Attention-Driven Scene Analysis

Members: Adam McLeod, Ching Teo, Daniel B. Fasnacht, Francisco Barranco, Janelle Szary, Kailash Patil, Malcolm Slaney, Mounya Elhilali, Michael Pfeiffer, Shih-Chii Liu, Barbara Shinn-Cunningham, Tomas Figliolia, Timmer Horiuchi, Tobi Delbruck, Troy Lau, Yezhou Yang

- Organized by Julien Martel & Mounya Elhilali with Malcolm Slaney


  1. Julien Martel (McGill University) – Not able to come
  2. Mounya Elhilali (Johns Hopkins) – Week 1
  3. Malcolm Slaney (Yahoo! Inc. and Stanford Univ.) – 28Jun/16Jul
  4. 'Fred Hamker' (Chemnitz University of Technology) – 8Jul/15Jul
  5. Jude Mitchel (Salk Institute) – 28Jun/2Jul
  6. 'Ozlem Kalinli' (Sony) – Week 2
  7. Kang Wang (Ohio State) – 6Jul/9Jul
  8. 'Nuno Vasconcelos' (UCSD) – 11Jul/15Jul
  9. Barbara Shinn-Cunningham (Boston University) – Week 2


A central problem for modern information processing systems is that they can gather more information from the environment than they can process in real time. Sensory systems expanded on the surfaces and inner organs but the central processing unit grew much slower, so gathered signals could not be processed all in parallel.
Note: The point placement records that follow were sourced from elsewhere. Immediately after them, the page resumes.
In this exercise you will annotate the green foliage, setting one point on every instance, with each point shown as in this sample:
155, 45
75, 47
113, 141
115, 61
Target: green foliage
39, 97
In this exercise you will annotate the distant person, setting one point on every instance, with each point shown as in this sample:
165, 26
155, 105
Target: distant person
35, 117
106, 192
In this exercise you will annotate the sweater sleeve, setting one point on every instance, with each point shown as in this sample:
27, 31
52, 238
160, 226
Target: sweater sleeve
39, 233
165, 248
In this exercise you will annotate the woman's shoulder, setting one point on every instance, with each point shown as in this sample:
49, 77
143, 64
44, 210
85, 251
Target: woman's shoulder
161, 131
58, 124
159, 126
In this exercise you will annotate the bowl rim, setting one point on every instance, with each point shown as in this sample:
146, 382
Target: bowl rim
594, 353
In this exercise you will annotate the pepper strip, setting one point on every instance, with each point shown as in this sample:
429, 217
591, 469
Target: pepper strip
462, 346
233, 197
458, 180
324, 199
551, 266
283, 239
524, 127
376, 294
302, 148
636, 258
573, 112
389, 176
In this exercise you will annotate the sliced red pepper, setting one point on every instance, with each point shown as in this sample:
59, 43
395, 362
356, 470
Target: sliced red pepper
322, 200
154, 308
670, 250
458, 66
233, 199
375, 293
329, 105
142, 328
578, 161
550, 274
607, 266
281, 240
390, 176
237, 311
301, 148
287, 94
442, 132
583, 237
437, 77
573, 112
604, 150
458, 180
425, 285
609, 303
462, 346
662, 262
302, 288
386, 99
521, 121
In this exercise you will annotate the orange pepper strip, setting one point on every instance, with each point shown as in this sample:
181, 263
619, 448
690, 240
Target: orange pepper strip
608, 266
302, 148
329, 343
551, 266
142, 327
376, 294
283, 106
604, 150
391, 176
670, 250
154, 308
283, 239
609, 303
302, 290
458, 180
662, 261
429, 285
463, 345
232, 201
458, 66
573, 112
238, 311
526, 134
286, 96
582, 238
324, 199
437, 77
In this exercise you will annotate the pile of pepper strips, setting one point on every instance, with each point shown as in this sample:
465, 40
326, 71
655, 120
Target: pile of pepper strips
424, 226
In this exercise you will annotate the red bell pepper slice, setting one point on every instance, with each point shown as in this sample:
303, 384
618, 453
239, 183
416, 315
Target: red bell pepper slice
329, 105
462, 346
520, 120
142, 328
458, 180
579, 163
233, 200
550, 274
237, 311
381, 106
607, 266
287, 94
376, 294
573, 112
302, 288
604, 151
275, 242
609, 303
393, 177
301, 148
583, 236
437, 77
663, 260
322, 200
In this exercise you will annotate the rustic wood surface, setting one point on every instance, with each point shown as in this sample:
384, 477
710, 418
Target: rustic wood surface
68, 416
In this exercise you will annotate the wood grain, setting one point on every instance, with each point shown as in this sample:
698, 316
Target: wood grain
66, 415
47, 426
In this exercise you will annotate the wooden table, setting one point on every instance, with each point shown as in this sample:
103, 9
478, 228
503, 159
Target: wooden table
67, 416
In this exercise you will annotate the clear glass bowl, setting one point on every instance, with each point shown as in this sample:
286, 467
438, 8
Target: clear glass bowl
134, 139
Specializations such as the human eye with a central high- resolution fovea and the ability to rotate within the orbit, and the hand with the high density of touch receptors, accompanied by an over-representation of these parts in the central processing unit (the brain) partially solved this problem.

However, such hard-wired specializations are not enough to relieve the overload of the central processing unit (e.g., the brain). Fortunately, nervous systems have adapted to solve this problem quickly, efficiently and thoroughly. Essentially all animals, including insects, have developed mechanisms of selective attention. Attention is a primary cognitive function, and arguably one of the most important aspects of understanding the world around us. Without limiting the amount of information that is to be processed in detail in a smart, and situation-dependent manner, higher-level cognitive processing would be impossible. Auditory attention is used to “hear out” the desired signal, yet attention can shift with sounds that are particularly salient. Visual attention is used to explore our world, helping the animal to direct its attention to portions of the visual field needed to understand the scene. Importantly, all these different inputs from different modalities have to be integrated and taken into account for making a “good” behavioral decision.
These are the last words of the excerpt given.